Executive Compensation and John Thain
J. Robert Brown |
Monday, January 26, 2009 at 10:00AM By now, everyone is aware of John Thain's dismissal from B of A last week, at least in part, according to the press, because of "poor communications" about Merrill's unexpectedly large losses in December.
As he departs, it's safe to say that his press is getting worse. This is the same person who was listed by AP as the highest paid CEO in 2007 ($83.1 million) and only a month or two ago, after a disasterous year, proposed that he receive a $10 million bonus. Now, it turns out, that in early 2008, he had his office suite (office, two conference rooms and a reception area) redecorated. According to CNBC, the redecoration cost $1.22 million, with the single biggest chunk paid to the interior decorator, Michael S. Smith Design, apparently the same firm used by Steven Spielberg, Michelle Pfeiffer, Cindy Crawford, Sir Evelyn de Rothschild, and, apparently, Michelle Obama.
As for the materials actually used in the redecoration, the amounts included:
- Area Rug $87,784
- Mahogany Pedestal Table $25,713
- 19th Century Credenza $68,179
- Pendant Light Furniture $19,751
- 4 Pairs of Curtains $28,091
- Pair of Guest Chairs $87,784
- George IV Chair $18,468
- 6 Wall Sconces $2,741
- Parchment Waste Can $1,405
- Roman Shade Fabric $10,967
- Roman Shades $7,315
- Coffee Table $5,852
- Commode on Legs $35,115
CNBC also noted that some who work for Thain did very well. His driver received $230,000 for one year's work, "which included the driver's $85,000 salary and bonus of $18,000, and another $128,000 in over-time pay." The article noted that drivers "of top executives are often paid about half that amount."

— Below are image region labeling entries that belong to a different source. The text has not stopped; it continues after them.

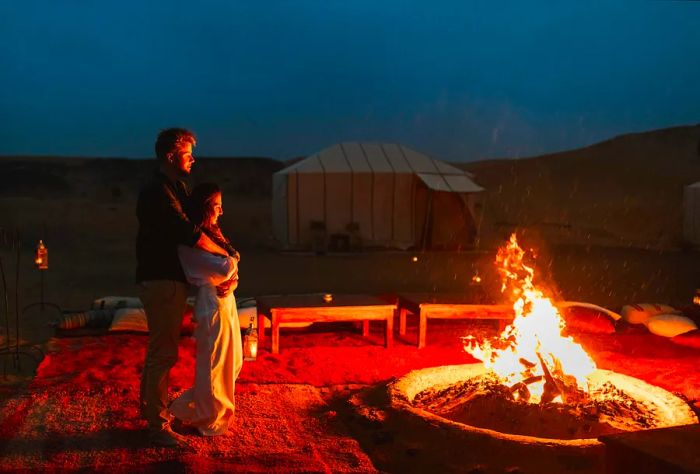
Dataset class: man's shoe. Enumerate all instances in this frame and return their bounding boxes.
[148,426,187,448]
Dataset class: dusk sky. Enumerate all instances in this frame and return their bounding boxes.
[0,0,700,161]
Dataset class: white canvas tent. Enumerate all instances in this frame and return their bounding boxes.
[683,181,700,245]
[272,143,483,249]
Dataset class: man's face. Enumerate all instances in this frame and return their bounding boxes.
[170,143,194,176]
[209,193,224,225]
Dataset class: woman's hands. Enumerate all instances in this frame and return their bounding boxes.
[216,252,240,298]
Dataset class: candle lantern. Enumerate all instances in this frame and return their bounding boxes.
[34,240,49,270]
[243,316,258,361]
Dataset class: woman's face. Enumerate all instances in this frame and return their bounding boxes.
[209,193,224,226]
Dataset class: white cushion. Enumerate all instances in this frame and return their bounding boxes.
[109,308,148,332]
[647,314,698,337]
[622,303,676,324]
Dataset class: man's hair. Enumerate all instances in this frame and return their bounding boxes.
[156,128,197,161]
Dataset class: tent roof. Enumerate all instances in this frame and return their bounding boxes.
[276,142,484,193]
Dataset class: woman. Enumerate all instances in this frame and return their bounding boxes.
[170,183,243,436]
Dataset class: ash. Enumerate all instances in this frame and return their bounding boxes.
[413,374,657,439]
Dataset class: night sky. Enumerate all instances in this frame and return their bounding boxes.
[0,0,700,161]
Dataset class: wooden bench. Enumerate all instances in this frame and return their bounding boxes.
[256,294,396,354]
[398,293,514,349]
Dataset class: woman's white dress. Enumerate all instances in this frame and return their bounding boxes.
[170,246,243,436]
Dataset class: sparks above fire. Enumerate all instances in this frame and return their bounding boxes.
[465,234,606,403]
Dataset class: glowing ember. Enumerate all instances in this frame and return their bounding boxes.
[465,234,596,403]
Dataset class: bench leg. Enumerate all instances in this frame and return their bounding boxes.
[384,310,394,349]
[418,311,428,349]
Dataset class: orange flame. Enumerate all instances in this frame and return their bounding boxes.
[465,234,596,403]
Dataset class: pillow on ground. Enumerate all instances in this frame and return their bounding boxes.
[90,296,143,309]
[671,329,700,349]
[622,303,676,324]
[647,314,698,337]
[236,298,312,331]
[109,308,148,332]
[560,305,615,334]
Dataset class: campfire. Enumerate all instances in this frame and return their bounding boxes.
[388,235,698,470]
[465,234,596,403]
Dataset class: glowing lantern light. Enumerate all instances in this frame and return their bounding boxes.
[243,316,258,361]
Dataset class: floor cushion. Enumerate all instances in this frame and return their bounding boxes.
[647,314,698,337]
[622,303,676,324]
[557,302,619,334]
[671,329,700,349]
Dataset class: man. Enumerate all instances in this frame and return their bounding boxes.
[136,128,230,446]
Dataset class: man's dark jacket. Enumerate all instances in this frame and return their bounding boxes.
[136,171,201,283]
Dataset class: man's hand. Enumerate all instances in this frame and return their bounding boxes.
[216,270,238,298]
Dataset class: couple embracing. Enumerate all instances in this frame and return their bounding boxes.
[136,128,243,446]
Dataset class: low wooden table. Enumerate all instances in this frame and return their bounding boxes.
[598,425,700,474]
[398,293,514,349]
[256,294,396,354]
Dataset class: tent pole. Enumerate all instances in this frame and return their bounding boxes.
[474,196,486,250]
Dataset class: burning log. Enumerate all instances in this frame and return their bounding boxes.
[537,353,588,403]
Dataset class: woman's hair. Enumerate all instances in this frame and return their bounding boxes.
[186,183,235,255]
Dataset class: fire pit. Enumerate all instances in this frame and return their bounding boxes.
[388,364,698,447]
[380,364,698,473]
[351,235,698,473]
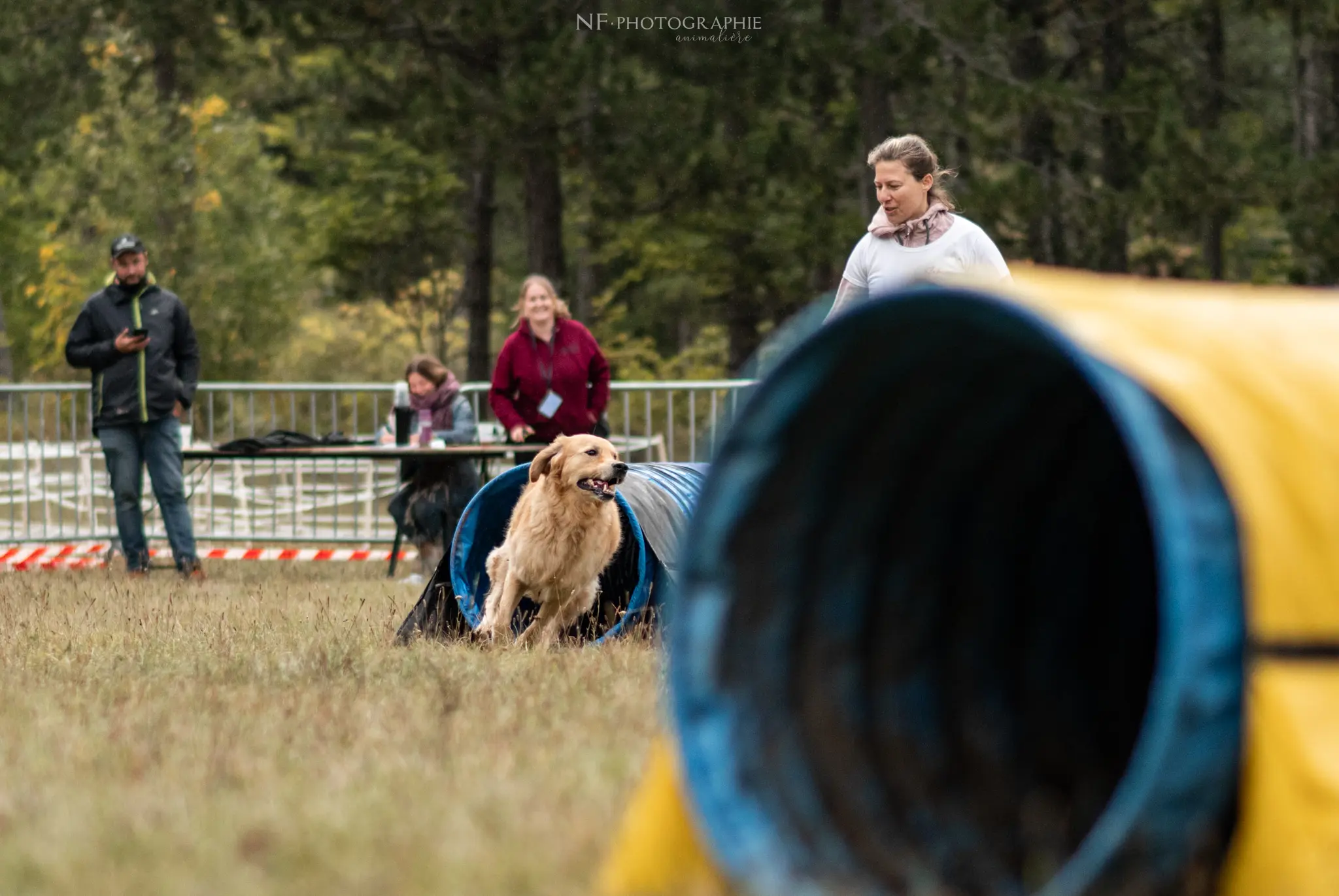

All of this is sensational enough in an era of incredible hardship. But the issue isn't one spendthrift CEO (one imagines that there are many other CEOs who did the same thing and are cringing at the possibility of leaks to the press about their remodeling). It's the entire system. We operate in a legal environment where this type of information doesn't have to be reported to the board of directors.
Delaware courts have developed almost no standards for what must be reported to the board and have in place a legal system that encourages boards to remain uninformed. Even if by some unexpected chance, the board learned of the remodeling, it has no duty to act and, if directors want to retain their comfortable sinecure, they have every incentive to ignore it. The only meaningful way for directors to lose their sinecure is not to be renominated by the board. The best way for that to occur is to irritate the CEO. Thus, whether it's remodeling the office or allowing the CEO to make personal use of the corporate aircraft, directors, under the standards put in place by the Delaware courts, have little or no incentive to deny the CEO these privileges.
And how much did the Merrill Lynch directors make in the last year reported (for fiscal year 2007)? Between $250,000 and $280,000, a very nice sinecure to be sure.